For years, a small number of employers have been paying employees to leave the group health plan and find their own insurance in order to lessen administrative and premium-level costs associated with providing employee coverage.
Though this is certainly nothing new, more employers are asking questions about opt-outs as a financial quick fix, even though experts warn that over the long term, the strategy might be one employers should nix.
"With the onset of consumerism, the paradigm has shifted so that there are an increasing number of employers who are convinced that managing the cost of their health care is a responsibility that should be equally shared between the employer and employee. Therefore, the cash opt-out is one method that encourages the employee to consider not only how they spend their health care dollars in the coming year, but where those dollars will be spent," says Cathy Williams, manager, compensation & benefits, of SMART Business Advisory and Consulting, to explain the attractiveness of cash opt-outs.
In most situations, employers will offer employees a portion of the premium to persuade them to leave the company plan, thereby reducing the cash outlay. Williams recommends employers use this strategy by making a "cash contribution" part of a cafeteria plan so the employee could elect nontaxable benefits instead of receiving taxable cash.
However, employers must first ensure that employees accepting the payments indeed get coverage elsewhere. Employers should require that an employee sign an affidavit or statement affirming that they have indeed found other coverage.
But be forewarned: The process is "not as easy as it might look," says Ed Bleiler, director of group benefits for Baystate/Oceanstate Financial Services. To be successful, employers should "consider all the technical aspects, make sure the plan is in writing and make sure you've anticipated more than the first year of the program. It should fit into a long-term strategic approach to your benefits. It's not a quick fix."
Financial rewards are fleeting
Though it may seem advantageous to trade cash for coverage, the positives tend to be temporary.
"Over time, [an employer's plan] demographic is going to change. Even if they are pooled with other employers with the insurance carrier, they do get adjusted for the demographics," says Joan Smyth, a consultant in Mercer's New York office. Not only that, the employer may run into trouble with the underwriter if too many individuals leave and adverse selection becomes a threat.
Even if the opt-outs don't concern the underwriter enough to close the plan, employers still are skimming the pool - where the sick, not the healthy, are most likely to tread water, thereby driving up costs for both employer and enrollees.
Thus, though on its face the appeal of cash opt-outs is rosy, beneath the skin blood vessels are popping, some experts say. Animosity bursts from employees who may have been opting out for years without a pay out and an employer may be perceived as callous - not a sound strategy for large, public companies, whose public profile may be besmirched as a result, says Williams.
Some experts argue, though, that opt-out payments are not a valuable option for employers of any size.
"I don't think there's any economic reason for someone to do that. This is a tactic that should not be used because taxwise and economically speaking, it doesn't make any sense," insists Phil Lebherz, CEO of LISI, a large general agency in California specializing in small business.
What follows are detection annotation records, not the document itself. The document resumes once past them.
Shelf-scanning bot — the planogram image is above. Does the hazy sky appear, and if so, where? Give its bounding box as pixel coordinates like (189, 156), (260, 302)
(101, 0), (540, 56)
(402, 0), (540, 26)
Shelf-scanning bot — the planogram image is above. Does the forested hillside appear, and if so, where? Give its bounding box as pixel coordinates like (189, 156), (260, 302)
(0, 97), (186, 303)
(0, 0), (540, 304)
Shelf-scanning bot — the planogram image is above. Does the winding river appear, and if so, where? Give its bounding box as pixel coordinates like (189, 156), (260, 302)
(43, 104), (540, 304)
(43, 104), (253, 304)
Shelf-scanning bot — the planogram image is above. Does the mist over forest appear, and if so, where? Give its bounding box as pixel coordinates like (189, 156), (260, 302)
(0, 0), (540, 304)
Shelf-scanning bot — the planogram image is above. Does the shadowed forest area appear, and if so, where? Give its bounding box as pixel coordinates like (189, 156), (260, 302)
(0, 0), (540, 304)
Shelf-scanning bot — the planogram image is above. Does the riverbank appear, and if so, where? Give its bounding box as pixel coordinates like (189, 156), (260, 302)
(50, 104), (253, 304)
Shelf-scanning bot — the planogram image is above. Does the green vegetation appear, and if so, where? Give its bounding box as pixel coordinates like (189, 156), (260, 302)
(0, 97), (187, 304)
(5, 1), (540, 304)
But small and midsized companies may find it harder to make ends meet while offering a fully formed health benefit plan. After all, providing insurance for employees is "especially [more] cumbersome for a smaller group than for a larger group" because of the size of pool and the lack of an HR department, explains Steve Trattner, the president and chief marketing officer of Cinergy Health.
Adds Roger Edgren, account director at McGraw Wentworth, Michigan's largest employee group benefit brokerage/consulting firm: "For [small] employers that are not self-funding [and] are not experience-rated for their claims, they're paying out a rate for single coverage and a rate for family coverage." With an opt-out strategy "that's less than those premiums, they will save dollar-for-dollar," he says.
A similar strategy involves employers offering workers bonuses for getting their spouse to opt out - or allowing spouses to enter the plan for a fee.
It's the classic carrot and stick, though both are controversial - and none too popular. In its 2008 National Survey of Employer-Sponsored Health Plans, Mercer found that in companies with 10 to 499 employees, only 6% "include special provisions concerning coverage for spouses with other coverage available."
Nonetheless, there are obvious advantages to encouraging spouses, a group that tends to account for about half of a plan's expenditures, to opt out/pay in for coverage. Simply, Edgren says, it's "a way to cut costs without cutting benefits."
Williams concurs. "The economics of our time are forcing companies to look at every way to cut costs. So they feel less guilty [about saying to an employee's spouse], 'Please use your own health care coverage while we'll make sure that your spouse, our employee, is covered.'"
'A lot of talk'
"I know there's been a lot of talk between employers who believe that they're better off putting more money into payroll, essentially, and letting the employees determine how they want to spend it," observes Trattner.
Says Bleiler: "More employers are asking about it, but [there's] more of a trend toward reshaping the health insurance offering in the first place."
In fact, according to Edgren, employers are moving away from formal opt-out incentives and, instead, are allowing employees' payroll deductions to serve as the opt-out incentive.
To that end, experts recommend that employers take a closer look at limited medical plans and consumer-directed plans. Such products act like opt-outs in that they force the employee "to act as a consumer and begin to make better decisions," Williams says.